Sulham and Pangbourne AreaWalks in my local area just west of Reading. Autumn 2009
It is rare to see snow in any quantity here, but yesterday the shortest day of the year, we had the excitement and turmoil of six inches of snow. Traffic chaos ensued, with some drivers taking eight hours to travel ten miles. The steep hill on which I live is still impassable, and walking proved the best mode of transport.
I am glad that I have some snow scenes to round off the year. I covered much the same route as in the last posting, snow makes such a difference to how everything looks. What previously looked like just 'a tree' becomes an exciting sculpture.
The snow on the trees was magnificent, but the sun was soon strong enough to start to melt it, and the effect is short-lived. The path looks like it is the way to Narnia - it disappears into the hedge and is gone.
If there is only a dusting of snow it may not even reach the woodland floor, but with the large quantity yesterday, the interior of the Sulham Woods was quite magical.
Buildings were looking good in the snow and sunshine.
Before the sun got to work on the snow, the trees look magnificently frosted.
Close up, the 'cotton wool' in the trees was rapidly melting.
Nunhide Lane was passable by 4x4 vehicles only.
It was looking far more appealing than usual.
The views to the snowy woods were best.
Wildlife, as one might expect, was rarely to be seen, apart from one or two birds. Most of these were literally sun bathing on branches exposed to the relatively warm winter sun.
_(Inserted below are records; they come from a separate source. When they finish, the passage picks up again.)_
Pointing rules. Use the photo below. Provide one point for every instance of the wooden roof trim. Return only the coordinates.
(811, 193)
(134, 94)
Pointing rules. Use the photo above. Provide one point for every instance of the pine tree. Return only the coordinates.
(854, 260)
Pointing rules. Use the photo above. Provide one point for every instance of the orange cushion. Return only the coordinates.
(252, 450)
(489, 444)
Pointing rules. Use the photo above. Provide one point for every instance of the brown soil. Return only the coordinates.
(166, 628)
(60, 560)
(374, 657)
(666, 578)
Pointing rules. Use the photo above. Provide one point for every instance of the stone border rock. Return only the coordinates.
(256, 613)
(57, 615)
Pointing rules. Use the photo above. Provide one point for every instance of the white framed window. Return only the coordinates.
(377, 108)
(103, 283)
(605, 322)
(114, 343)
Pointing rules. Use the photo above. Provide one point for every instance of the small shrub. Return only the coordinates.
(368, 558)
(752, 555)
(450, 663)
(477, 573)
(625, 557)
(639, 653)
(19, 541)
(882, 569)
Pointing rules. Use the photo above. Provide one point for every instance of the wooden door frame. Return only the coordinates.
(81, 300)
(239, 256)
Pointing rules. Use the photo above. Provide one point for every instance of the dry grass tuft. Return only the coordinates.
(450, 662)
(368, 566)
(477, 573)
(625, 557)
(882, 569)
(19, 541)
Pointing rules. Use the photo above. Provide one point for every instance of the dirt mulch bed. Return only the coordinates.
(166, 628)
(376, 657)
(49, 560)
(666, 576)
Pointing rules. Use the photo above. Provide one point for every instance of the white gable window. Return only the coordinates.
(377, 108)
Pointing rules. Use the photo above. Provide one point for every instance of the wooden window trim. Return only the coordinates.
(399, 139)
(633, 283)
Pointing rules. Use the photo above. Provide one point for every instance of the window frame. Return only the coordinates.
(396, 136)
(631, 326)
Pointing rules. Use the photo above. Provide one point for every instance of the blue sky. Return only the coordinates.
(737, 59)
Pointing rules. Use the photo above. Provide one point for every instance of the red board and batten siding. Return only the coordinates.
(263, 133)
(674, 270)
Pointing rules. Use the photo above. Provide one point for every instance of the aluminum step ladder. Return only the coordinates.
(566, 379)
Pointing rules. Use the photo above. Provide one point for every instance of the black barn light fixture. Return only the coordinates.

I know that I am not supposed to take pictures into the sun, but this has come out OK.
On the north side of trees the sun had not yet melted the snow. Some interesting shapes and patterns are highlighted by the alternating dark and light.
Far too many snowy scenes to include in this post - here is one last view, or two.
Regretfully as the brief daylight was fading I returned back home. My garden still has some firethorn berries for the blackbirds to feed on.